Tuesday, May 3, 2011

"Don't Think Of It As Being Late For Today..............I'm Just Early For Tomorrow...................."

Good Morning;
Well I'm still out of phase in my sleep patterns. I fell asleep finally at 9:00 am. Monday morning. I ended up getting up and going to the Giant to wash up, shave, and use the bathroom and shop for a meal about 4:30 pm. I was up at Noon and called Jenn to postpone coming by to bathe until Tuesday, because I would not been able to have made it over while Edward was still at school as we had planned.
(This actually works out better because she has a doctors appointment at 12:45 pm. and I'll be able to watch Devin, relieving Jenn of the burden of having to deal with her at the docs. office.)
I passed back out and did not hear the phone ring when my caseworker from Prologue called, and when I woke up at 2:30 pm. I did not notice the voicemail icon on the phone, and went back into a half-sleep until 4:30 pm.
It is not as if I am staying up on purpose, or that I am lazing around all day for enjoyment. I have been feeling totally drained and exhausted, and I don't know how to describe it but not just my muscles and my joints ache to the point that every major movement is an effort, my body is in pain from the inside out too.... from the swollen spleen and the gall bladder, which both come and go, and sometimes tag team along with the neuropathy from the chest surgery, and I JUST FRIGGIN' HURT.

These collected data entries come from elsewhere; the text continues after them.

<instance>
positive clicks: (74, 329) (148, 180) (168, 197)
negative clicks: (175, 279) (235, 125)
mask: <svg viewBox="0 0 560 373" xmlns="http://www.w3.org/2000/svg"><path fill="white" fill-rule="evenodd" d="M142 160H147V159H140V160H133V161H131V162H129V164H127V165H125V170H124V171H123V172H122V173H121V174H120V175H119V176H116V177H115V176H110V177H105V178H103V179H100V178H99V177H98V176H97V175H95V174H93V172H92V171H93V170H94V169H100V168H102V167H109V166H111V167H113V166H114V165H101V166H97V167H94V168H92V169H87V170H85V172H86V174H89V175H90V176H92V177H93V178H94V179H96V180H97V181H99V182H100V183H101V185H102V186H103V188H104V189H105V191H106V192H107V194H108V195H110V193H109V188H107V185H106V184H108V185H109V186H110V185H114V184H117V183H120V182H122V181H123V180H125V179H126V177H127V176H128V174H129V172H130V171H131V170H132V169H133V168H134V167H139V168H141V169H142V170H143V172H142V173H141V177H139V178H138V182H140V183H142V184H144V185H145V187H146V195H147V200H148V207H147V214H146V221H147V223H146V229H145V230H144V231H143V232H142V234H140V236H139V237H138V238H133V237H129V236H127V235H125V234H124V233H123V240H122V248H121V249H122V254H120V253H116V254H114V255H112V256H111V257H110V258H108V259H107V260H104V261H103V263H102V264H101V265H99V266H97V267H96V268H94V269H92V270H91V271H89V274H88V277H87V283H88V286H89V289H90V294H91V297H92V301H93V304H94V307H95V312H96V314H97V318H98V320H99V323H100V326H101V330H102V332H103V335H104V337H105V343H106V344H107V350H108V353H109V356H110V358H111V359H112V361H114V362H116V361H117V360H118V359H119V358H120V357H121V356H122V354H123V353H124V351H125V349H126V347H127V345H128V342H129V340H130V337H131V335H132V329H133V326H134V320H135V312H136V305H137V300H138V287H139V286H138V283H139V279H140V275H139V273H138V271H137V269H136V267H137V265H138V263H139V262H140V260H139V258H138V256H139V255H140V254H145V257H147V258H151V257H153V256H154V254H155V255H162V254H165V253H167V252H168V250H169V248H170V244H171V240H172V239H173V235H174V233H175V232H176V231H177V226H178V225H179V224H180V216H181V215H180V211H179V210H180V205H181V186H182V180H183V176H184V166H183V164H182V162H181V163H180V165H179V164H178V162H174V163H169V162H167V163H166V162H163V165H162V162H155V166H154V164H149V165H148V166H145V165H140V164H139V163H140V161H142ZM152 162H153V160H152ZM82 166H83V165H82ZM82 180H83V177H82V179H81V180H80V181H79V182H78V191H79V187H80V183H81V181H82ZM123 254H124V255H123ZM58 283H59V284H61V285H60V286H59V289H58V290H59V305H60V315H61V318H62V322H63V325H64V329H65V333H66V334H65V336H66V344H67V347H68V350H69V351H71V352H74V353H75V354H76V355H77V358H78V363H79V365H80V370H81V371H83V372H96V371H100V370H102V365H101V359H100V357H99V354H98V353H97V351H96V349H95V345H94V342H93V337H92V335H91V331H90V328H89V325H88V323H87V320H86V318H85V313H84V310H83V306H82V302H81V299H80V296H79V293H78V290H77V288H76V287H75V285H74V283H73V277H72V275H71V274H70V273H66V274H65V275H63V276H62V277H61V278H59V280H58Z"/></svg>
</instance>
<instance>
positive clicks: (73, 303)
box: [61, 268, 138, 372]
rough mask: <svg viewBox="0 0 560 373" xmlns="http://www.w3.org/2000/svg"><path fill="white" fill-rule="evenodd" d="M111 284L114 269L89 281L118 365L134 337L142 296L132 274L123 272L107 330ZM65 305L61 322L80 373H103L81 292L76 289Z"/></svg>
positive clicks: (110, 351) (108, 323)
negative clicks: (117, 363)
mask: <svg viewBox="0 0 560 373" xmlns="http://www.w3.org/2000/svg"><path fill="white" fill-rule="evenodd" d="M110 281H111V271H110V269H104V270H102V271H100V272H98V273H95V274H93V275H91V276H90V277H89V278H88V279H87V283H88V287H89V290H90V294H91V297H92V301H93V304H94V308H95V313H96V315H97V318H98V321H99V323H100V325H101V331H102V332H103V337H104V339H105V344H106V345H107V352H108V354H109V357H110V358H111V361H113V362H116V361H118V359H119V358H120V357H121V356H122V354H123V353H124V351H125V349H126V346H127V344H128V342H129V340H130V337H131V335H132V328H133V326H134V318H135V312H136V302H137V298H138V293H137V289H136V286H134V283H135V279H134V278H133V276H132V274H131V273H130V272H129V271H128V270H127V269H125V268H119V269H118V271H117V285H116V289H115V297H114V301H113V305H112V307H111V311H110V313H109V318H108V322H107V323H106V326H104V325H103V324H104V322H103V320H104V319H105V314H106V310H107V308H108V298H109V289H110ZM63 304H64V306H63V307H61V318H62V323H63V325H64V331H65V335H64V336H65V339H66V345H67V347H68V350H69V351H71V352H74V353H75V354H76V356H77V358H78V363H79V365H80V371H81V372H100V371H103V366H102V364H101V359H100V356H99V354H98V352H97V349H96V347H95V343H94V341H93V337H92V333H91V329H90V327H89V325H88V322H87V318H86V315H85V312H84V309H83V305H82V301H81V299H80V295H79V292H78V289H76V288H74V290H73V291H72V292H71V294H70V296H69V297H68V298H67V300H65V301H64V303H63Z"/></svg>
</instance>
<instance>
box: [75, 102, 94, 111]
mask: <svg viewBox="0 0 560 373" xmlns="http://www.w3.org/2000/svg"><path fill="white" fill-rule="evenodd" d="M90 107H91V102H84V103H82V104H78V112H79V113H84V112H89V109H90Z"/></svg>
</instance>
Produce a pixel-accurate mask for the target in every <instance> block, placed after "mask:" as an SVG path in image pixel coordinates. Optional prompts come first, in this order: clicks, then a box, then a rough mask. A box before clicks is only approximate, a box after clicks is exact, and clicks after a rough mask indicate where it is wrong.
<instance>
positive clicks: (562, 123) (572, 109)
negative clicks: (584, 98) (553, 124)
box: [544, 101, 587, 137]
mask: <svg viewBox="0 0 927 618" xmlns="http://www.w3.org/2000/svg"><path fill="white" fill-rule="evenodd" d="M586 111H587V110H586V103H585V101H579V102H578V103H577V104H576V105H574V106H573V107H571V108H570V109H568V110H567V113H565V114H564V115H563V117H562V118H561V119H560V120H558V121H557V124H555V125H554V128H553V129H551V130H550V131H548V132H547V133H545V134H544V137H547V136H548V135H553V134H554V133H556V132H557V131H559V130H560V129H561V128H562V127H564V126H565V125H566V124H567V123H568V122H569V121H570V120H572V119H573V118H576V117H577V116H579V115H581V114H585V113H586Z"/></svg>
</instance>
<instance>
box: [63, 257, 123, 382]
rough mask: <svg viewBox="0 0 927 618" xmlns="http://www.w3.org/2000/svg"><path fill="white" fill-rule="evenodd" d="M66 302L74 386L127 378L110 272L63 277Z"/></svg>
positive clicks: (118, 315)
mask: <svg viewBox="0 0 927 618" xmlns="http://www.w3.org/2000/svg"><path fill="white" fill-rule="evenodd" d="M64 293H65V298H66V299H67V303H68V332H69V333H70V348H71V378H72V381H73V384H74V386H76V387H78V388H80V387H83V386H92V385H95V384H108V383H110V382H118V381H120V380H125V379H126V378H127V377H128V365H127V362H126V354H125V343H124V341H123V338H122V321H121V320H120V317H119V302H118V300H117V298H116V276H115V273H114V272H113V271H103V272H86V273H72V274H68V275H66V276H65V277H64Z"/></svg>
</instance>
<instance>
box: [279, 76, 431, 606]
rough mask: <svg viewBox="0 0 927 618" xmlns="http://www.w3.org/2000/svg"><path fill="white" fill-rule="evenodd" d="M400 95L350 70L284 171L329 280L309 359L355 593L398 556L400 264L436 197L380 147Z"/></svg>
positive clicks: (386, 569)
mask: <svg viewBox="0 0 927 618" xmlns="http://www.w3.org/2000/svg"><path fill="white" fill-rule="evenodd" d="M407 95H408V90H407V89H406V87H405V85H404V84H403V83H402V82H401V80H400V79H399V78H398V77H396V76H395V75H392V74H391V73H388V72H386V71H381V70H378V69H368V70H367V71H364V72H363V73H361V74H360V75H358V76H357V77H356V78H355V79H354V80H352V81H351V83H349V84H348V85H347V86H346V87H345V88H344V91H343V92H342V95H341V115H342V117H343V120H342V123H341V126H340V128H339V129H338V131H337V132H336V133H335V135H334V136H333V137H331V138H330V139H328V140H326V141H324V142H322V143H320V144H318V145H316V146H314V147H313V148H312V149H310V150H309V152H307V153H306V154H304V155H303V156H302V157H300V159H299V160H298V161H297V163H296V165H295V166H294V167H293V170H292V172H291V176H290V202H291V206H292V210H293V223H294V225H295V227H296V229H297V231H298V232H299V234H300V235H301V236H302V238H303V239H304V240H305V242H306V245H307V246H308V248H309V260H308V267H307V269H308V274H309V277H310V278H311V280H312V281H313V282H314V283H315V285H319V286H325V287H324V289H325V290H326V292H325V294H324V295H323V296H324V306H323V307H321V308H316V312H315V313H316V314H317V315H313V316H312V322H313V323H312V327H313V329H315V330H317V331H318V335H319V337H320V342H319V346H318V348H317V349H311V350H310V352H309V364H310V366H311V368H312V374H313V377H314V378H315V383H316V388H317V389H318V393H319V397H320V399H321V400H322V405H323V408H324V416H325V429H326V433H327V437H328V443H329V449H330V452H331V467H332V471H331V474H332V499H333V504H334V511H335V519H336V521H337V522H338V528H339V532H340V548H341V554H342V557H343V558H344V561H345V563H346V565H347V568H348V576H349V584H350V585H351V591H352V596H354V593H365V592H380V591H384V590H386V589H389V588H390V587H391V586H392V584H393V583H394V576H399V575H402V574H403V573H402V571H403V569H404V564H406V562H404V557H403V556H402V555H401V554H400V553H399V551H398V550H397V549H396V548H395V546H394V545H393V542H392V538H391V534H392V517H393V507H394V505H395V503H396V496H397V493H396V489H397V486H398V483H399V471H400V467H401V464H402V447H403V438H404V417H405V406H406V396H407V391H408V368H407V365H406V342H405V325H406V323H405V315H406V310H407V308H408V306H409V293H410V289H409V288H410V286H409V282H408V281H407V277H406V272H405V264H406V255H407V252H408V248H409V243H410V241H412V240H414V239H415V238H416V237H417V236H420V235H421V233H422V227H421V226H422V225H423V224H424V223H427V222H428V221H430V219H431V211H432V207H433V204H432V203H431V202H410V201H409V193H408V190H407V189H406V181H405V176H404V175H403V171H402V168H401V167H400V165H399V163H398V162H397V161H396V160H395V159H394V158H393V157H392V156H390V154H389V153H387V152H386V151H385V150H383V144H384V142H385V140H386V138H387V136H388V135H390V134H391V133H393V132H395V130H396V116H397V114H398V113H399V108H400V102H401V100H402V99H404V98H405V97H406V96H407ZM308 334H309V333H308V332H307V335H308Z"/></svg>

I thought exercise might help, as all the articles in the papers and magazines on generalized pain suggest, so since I had to go to Monkee's this evening to pick up meds, I took a combination of buses and trains that forced me to walk more and I tried to use the stairs at the subway stations.....(and while I was there got my monthly pass for May....so that is two things I did accomplish at least!.....lol)

Well that was a big mistake. The degenerative disc deterioration in my, spine, and the scoliosis has me walking, (and sometimes limping), in such a way that my hips, knees, and ankles are misaligned, which means I'm walking, (and sometimes limping), in such a way that my spine is being subjected to abnormal stresses.....(see the loop).....plus carrying my bag with the possessions that cannot be left in the shed and the pressure of the tumor on my sciatic nerve......Okay.....and the excess weight that I really need to lose is no help either. And yet each specialist doctor I see says that the particular area of their specialty is not...BY ITSELF ALONE!!...cause for intervention, and I up being shuffled off to another doctor. This is one of the major reasons that the slide into depression which started in mid March, was such a quick, rapid, steep, deep, long, and hard to escape episode. Which I still am not wholly out of.....and that brings me back full circle to the start of this post....and the whacked out sleep cycles.

Anyway, I'm out of here now with one last item...
Janet of the online local news site/blog Pikesville Patch, www.pikesville.patch.com
who I met at the library a while ago has expressed an interest in linking the Patch to the blog and vice/versa. She also mentioned that she knew of someone who was interested in starting a poetry group/reading in the area, and also possibly doing some sort of story on my poetry and my desire to promote it.
I wrote her back and said that if she felt the content of the blog was appropriate for her reader base, feel free to link to it.
So...if you see any links back to the Patch, check it out please, to reciprocate. Also, you may find a Patch to your area/neighborhood/suburb among their sites.